A prestigious Guggenheim fellowship followed, and he led a workshop on making mirror shields at the Metropolitan Museum of Art, where the Mirror Shield Project was included in a water-themed group exhibition put together by Patricia Marroquin Norby, the first Native curator in the museum’s 150-year history.

“That work is really complicated for me,” Luger said, “because it’s one I built out of necessity. I had a hard time understanding it as art when down the road institutions were interested in it. I was still angry, questioning like, ‘Where were you when we needed you?’ But I encourage, whenever we exhibit the work, for institutions to build those shields and redistribute them. That work still moves around.”

Finding a home
The latest exhibition brought Luger back to painting, which he had not done in eight years while he focused his attention on ceramics and making installations.

“There was a learning curve to recall and build that muscle memory,” he said. “But I think one of the things that helped me move through that was knowing that these were and are three-dimensional objects, they're just being presented two-dimensionally.”

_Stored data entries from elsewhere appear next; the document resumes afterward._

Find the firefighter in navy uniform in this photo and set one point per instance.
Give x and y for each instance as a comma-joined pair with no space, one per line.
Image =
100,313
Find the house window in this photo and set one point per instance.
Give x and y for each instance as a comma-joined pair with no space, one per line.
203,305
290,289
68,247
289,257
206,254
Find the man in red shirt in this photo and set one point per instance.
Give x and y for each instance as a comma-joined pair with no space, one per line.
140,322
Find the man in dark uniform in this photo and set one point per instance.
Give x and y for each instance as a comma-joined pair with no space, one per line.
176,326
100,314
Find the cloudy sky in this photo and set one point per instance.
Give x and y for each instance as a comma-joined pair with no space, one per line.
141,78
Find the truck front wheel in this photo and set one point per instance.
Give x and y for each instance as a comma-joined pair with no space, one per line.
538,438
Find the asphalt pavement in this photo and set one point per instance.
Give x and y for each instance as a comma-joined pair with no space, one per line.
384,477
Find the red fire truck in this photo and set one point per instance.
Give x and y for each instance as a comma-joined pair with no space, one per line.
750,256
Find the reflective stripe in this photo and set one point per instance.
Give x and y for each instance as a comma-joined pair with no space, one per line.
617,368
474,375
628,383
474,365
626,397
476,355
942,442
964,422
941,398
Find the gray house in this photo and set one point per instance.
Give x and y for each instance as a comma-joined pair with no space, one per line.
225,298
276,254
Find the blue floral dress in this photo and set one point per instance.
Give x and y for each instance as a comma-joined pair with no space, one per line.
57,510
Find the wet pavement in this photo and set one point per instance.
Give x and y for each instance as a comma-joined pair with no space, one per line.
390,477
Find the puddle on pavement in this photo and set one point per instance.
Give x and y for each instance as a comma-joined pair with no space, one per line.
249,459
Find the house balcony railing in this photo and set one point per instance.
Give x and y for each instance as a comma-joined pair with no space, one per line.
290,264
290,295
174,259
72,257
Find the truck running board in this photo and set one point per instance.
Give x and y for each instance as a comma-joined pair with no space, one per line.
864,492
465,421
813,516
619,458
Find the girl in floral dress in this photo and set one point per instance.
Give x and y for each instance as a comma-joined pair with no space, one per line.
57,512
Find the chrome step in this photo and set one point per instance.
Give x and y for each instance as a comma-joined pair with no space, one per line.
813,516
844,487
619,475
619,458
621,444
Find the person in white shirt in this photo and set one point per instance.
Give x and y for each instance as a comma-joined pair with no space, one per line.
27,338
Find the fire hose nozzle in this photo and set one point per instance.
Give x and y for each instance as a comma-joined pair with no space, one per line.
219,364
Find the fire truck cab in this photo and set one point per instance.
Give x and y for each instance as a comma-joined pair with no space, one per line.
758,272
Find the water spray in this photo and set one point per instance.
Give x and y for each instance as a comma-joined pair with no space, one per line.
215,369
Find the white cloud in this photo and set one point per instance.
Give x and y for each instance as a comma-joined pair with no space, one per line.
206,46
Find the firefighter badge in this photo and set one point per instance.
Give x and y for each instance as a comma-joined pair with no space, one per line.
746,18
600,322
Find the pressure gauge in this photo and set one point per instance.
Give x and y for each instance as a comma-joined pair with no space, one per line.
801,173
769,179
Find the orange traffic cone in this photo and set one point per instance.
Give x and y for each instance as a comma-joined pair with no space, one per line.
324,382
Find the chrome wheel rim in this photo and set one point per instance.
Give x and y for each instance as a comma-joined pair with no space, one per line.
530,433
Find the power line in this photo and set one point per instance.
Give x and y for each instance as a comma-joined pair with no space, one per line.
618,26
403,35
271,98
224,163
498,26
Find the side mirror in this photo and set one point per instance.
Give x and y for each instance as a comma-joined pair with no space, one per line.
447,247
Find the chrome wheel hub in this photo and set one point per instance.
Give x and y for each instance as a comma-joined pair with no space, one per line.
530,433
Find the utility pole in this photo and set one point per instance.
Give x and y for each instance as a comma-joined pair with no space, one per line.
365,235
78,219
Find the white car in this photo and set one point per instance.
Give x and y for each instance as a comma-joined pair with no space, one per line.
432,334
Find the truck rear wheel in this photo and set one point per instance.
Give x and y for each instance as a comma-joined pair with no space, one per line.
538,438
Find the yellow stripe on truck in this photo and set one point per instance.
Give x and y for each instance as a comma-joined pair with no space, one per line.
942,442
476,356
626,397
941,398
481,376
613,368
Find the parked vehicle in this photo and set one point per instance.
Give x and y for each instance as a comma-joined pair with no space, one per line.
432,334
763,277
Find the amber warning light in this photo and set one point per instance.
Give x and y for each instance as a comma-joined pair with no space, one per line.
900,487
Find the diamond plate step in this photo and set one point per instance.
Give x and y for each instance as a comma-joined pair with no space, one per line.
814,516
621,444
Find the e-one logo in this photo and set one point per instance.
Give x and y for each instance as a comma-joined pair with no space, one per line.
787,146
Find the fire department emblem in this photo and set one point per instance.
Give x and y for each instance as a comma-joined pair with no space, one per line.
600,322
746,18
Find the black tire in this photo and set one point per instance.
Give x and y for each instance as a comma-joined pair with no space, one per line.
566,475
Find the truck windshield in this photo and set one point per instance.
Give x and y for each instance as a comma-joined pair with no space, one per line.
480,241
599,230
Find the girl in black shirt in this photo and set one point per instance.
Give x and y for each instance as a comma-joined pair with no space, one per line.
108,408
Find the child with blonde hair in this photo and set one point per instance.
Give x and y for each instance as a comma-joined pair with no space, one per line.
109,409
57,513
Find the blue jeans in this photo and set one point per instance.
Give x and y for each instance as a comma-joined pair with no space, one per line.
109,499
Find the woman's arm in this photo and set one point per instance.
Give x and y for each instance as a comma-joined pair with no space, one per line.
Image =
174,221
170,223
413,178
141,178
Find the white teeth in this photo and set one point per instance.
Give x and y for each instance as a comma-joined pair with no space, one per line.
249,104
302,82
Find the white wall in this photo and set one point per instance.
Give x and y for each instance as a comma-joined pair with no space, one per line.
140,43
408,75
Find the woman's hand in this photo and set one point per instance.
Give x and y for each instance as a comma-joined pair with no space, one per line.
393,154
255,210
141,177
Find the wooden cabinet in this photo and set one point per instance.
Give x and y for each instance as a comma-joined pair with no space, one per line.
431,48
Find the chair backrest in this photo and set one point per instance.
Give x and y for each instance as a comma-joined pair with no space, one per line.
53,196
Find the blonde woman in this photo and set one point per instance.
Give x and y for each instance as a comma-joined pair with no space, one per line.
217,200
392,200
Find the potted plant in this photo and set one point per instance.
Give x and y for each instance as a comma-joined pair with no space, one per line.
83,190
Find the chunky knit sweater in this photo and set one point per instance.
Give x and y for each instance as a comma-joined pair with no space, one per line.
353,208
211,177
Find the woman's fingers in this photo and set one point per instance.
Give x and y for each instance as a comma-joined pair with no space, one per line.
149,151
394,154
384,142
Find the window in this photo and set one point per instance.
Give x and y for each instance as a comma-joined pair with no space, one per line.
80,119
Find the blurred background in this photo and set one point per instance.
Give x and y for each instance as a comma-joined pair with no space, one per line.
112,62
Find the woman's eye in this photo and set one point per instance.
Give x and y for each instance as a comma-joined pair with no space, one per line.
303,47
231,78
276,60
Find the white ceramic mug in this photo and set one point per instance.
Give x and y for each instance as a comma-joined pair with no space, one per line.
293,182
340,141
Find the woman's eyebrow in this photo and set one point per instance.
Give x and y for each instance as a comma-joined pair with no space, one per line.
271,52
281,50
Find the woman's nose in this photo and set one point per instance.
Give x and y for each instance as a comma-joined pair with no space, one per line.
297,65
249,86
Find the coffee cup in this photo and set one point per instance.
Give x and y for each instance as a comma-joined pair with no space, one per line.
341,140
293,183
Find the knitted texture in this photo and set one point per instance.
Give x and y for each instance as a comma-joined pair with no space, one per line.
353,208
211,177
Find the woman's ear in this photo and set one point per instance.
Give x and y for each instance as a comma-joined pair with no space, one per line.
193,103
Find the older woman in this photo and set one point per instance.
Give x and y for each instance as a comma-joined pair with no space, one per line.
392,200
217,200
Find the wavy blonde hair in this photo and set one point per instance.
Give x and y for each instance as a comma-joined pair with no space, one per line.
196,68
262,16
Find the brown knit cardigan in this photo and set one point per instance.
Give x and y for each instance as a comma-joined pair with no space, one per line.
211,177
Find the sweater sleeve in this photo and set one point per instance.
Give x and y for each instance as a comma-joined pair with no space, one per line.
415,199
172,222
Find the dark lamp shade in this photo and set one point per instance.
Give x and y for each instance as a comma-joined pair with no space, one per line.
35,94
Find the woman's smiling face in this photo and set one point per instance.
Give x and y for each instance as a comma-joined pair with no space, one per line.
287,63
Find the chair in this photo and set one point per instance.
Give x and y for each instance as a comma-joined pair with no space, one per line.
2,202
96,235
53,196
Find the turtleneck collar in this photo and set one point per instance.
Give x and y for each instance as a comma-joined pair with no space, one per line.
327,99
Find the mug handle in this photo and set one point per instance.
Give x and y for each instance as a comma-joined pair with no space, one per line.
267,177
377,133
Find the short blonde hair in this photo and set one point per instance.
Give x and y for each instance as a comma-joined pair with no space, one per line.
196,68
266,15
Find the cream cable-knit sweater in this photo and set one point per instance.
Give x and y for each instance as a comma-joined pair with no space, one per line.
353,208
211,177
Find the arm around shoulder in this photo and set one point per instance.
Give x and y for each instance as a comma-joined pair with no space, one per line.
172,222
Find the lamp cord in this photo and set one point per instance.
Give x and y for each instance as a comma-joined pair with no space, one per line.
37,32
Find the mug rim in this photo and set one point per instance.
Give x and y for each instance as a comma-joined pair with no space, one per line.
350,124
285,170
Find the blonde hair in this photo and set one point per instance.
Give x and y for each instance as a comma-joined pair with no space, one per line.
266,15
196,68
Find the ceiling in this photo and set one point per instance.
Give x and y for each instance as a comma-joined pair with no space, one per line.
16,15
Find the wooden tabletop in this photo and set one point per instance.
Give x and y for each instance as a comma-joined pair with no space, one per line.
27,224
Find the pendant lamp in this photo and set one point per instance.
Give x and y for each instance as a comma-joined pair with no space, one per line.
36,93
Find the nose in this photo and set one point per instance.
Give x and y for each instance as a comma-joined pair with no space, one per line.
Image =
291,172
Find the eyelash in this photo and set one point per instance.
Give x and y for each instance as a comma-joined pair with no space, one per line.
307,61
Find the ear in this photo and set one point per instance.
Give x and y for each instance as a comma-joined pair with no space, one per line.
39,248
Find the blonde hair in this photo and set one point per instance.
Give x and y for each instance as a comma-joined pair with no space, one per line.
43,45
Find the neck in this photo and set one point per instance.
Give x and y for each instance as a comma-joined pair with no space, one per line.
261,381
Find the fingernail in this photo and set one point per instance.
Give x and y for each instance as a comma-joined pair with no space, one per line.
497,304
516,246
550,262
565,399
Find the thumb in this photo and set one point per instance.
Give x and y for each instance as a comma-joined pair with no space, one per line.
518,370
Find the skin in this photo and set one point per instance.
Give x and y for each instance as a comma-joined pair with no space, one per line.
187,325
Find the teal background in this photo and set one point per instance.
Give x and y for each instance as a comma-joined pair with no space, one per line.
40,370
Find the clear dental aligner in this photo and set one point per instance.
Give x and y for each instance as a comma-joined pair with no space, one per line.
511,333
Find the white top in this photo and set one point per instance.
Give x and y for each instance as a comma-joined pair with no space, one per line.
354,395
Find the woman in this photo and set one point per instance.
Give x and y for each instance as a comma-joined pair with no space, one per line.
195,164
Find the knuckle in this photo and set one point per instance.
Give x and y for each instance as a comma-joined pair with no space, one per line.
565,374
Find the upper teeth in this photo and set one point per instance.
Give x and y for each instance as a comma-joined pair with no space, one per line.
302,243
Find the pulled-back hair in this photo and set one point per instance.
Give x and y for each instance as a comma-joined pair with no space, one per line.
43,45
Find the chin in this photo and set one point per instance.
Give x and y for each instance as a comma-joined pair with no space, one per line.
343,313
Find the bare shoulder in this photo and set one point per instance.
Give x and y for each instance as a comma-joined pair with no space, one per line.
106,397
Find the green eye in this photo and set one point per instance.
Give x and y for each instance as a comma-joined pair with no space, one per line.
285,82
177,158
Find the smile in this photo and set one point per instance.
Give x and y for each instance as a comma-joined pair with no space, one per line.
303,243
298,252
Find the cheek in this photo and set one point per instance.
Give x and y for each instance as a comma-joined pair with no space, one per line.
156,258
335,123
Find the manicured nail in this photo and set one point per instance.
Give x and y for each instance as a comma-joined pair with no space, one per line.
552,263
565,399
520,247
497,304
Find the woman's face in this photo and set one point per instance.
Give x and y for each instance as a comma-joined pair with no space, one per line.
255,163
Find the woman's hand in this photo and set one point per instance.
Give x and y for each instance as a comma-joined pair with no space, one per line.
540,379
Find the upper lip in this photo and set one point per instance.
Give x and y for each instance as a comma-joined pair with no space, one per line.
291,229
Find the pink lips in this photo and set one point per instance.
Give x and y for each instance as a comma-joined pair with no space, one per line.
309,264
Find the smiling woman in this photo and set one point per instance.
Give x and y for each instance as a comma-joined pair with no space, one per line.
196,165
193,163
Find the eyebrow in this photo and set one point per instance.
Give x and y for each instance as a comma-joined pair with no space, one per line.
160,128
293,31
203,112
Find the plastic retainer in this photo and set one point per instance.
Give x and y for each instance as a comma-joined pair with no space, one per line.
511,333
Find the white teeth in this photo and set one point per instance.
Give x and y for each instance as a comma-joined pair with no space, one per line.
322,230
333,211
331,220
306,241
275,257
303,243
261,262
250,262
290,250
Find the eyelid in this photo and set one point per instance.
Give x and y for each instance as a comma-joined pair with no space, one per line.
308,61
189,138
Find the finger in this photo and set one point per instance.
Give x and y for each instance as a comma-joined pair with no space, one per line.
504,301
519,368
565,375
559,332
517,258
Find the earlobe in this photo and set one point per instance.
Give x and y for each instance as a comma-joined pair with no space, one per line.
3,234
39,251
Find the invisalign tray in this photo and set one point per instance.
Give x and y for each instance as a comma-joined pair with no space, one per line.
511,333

He continued, “There's something about them being staked to the wall that makes them inaccessible, which also talks about the expectation that you can go into it, and that it can be a home for you … It’s not trapped by the edges of a frame or canvas.”

The works include Kill Time, which depicts a two-headed buzzard as the dual reality of scavenger and harbinger of death.

In Blood LustSabotage, and Whiskey Tango, the teepees are painted with outsized cartoon eyes and tooth-filled mouths, a reference to historical Air Force nose-cone art painted like a shark’s head.

As for the future, Luger has shows in California and is juggling postponed shows happening soon with new commitments. He also wants to balance time for his family in Santa Fe, New Mexico.

“I’m just trying to figure out how to do it better and smarter,” he said, “and sustain our family unit as we navigate these spaces.”